Social media in Sri Lanka has been full of people offering support — from financial assistance to accommodation, food, and transport.

Janik Jayasuriya, whose family runs a hotel business, in late February posted a note on Facebook addressed to Ukrainian tourists, inviting them to stay for free at The Farmhouse in Ambewela, a hill station in central Sri Lanka.

“We are with you and will stand by you,” he said in the post.

And Jayasuriya told Arab News: “They can stay for as long as they need.”

Ajith Kumara Ranasinghe, the owner of Mutu Village Tree House, a bungalow in Habarana, Anuradhapura, in North Central Province, has also opened his property to stranded Ukrainians.

“I am a member of the Habarana Sancharaka Hotel Sangamaya (Habarana Tourist Hotel Union), and we made a collective decision that we would help any Ukrainians stranded in Sri Lanka,” he said.

While it was not clear when the tourists would be able to return to their country, the Sri Lankan government has extended their visas for three months. It did the same for Russian tourists too, as following the invasion international flights to Moscow have been limited amid a wave of international sanctions.

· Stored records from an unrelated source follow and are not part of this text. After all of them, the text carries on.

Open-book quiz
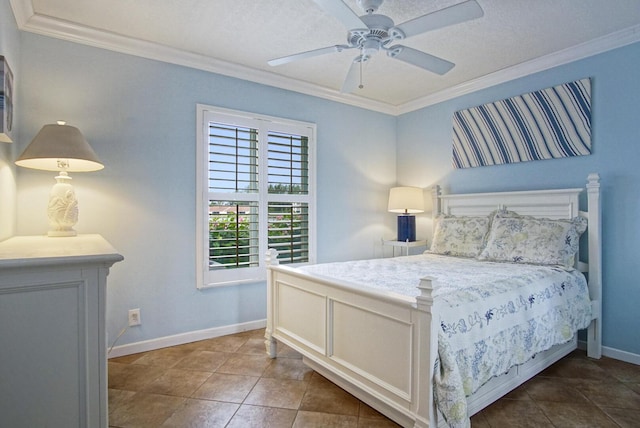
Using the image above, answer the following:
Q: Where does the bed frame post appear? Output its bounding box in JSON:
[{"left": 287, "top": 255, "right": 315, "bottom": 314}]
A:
[
  {"left": 587, "top": 173, "right": 602, "bottom": 358},
  {"left": 431, "top": 184, "right": 442, "bottom": 219},
  {"left": 264, "top": 248, "right": 279, "bottom": 358},
  {"left": 412, "top": 278, "right": 439, "bottom": 428}
]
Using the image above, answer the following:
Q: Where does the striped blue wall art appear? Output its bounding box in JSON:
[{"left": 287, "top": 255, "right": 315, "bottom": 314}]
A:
[{"left": 453, "top": 78, "right": 591, "bottom": 168}]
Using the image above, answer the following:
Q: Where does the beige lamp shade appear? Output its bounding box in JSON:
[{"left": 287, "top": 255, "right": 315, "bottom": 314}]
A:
[
  {"left": 389, "top": 187, "right": 424, "bottom": 214},
  {"left": 15, "top": 122, "right": 104, "bottom": 172}
]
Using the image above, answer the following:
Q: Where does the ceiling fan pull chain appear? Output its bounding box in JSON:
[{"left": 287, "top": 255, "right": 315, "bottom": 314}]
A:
[{"left": 358, "top": 55, "right": 364, "bottom": 89}]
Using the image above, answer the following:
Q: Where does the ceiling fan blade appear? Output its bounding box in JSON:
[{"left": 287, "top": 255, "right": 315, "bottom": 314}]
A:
[
  {"left": 387, "top": 45, "right": 455, "bottom": 75},
  {"left": 340, "top": 57, "right": 360, "bottom": 94},
  {"left": 313, "top": 0, "right": 367, "bottom": 30},
  {"left": 394, "top": 0, "right": 484, "bottom": 38},
  {"left": 267, "top": 45, "right": 351, "bottom": 67}
]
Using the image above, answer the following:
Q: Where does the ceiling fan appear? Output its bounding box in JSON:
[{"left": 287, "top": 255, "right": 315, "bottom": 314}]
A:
[{"left": 268, "top": 0, "right": 484, "bottom": 93}]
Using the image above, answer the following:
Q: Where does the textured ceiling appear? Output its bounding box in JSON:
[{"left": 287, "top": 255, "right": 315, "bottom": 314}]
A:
[{"left": 10, "top": 0, "right": 640, "bottom": 112}]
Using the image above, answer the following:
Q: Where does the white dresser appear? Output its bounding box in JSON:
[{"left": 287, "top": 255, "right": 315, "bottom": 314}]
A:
[{"left": 0, "top": 235, "right": 123, "bottom": 428}]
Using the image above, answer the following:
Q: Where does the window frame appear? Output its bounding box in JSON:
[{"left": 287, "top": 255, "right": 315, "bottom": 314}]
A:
[{"left": 195, "top": 104, "right": 317, "bottom": 289}]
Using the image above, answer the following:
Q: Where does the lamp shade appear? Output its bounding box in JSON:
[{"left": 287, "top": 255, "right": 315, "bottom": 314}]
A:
[
  {"left": 389, "top": 187, "right": 424, "bottom": 214},
  {"left": 15, "top": 122, "right": 104, "bottom": 172}
]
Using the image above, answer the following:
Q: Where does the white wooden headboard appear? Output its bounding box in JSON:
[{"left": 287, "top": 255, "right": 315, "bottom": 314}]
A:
[{"left": 432, "top": 173, "right": 602, "bottom": 358}]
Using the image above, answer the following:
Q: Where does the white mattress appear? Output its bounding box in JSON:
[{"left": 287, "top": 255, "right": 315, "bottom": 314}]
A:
[{"left": 301, "top": 253, "right": 591, "bottom": 426}]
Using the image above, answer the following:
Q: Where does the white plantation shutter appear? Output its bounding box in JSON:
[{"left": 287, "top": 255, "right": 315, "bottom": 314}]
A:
[{"left": 196, "top": 105, "right": 315, "bottom": 287}]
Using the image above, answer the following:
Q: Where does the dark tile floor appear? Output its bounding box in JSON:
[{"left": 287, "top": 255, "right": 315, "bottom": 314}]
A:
[{"left": 109, "top": 330, "right": 640, "bottom": 428}]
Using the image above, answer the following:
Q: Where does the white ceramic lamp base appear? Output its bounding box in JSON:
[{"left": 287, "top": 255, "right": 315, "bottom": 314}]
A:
[{"left": 47, "top": 171, "right": 78, "bottom": 236}]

“The Cabinet has approved to extend visas, without payment, to both Ukrainian and Russian tourists wanting to stay here longer," Tourism Minister Prasanna Ranatunga told Arab News, adding that since the numbers of Russian and Ukrainian tourists were significant, authorities had been alerted in case of any clashes between them.

However, he said there had been no reports of any incidents. “So far, I am hearing, they are staying together with no problems,” he added.